Striped Hawkmoth influx hits southern Britain


An significant influx of Striped Hawkmoths into southern Britain in recent days has livened up the spring for moth enthusiasts nationwide.

The initial arrival took place overnight on 15-16 May, with several individuals discovered in moth traps in south-west England and Pembrokeshire, Wales, on 16th, encouraged by a southerly airflow extending from southern Europe and North Africa.

Large numbers of Striped Hawkmoths have arrived in Britain in recent days, with the most typically being seen in south-west England (Paul Cools).

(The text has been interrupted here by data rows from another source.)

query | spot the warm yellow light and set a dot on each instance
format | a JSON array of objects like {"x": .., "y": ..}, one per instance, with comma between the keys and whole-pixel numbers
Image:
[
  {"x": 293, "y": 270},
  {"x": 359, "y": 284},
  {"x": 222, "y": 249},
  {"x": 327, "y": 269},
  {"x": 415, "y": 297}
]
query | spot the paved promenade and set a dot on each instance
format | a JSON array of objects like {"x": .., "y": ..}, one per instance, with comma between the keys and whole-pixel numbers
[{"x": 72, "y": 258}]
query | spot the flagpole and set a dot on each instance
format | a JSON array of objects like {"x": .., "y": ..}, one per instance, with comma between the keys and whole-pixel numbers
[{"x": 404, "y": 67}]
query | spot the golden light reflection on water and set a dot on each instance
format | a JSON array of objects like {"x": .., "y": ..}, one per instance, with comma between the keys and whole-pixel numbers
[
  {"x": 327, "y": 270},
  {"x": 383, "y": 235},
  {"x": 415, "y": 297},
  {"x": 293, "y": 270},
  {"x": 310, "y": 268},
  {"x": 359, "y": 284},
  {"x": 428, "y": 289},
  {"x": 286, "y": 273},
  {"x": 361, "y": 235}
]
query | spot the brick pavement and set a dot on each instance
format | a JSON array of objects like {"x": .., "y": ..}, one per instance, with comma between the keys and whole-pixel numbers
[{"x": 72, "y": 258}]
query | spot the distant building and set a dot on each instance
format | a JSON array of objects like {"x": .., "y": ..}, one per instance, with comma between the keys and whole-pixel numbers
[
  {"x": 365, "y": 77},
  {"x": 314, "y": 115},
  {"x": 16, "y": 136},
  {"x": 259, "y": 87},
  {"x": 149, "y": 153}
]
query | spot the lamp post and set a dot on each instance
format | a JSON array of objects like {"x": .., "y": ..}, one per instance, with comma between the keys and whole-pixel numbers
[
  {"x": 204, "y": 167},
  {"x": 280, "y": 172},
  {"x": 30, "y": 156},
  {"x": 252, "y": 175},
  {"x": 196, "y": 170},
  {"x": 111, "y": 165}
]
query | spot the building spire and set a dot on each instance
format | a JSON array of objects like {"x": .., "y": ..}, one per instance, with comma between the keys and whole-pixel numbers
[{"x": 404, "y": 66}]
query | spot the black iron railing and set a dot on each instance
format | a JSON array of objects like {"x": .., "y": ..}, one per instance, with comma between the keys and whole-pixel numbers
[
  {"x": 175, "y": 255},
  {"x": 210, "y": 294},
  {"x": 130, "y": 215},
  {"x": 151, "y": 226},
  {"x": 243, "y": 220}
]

More Striped Hawkmoths were reported over subsequent days, most of which were in the South-West but with an increasing number of reports from further north and east. By 19th, there were multiple records from Kent and East Sussex, with another trapped at Kilnsea, East Yorkshire. A significant inland record from Oakham, Rutland, on 18th gave hope to moth trappers across interior counties that the current influx might provide a golden opportunity to add this species to their lists.

Striped Hawkmoth is a scarce but annual immigrant to Britain, with the number and timing of arrivals varying each year. In some years, such as this, notable influxes will arrive early in the season, although Striped Hawkmoths can occur as late as October. Most records of this species in Britain involve adult moths attracted to light, but caterpillars can also be found following early arrivals in good years. The previous major influx was in 2006, when at least 384 Striped Hawkmoths were recorded; prior to that, 540+ were logged in 1943.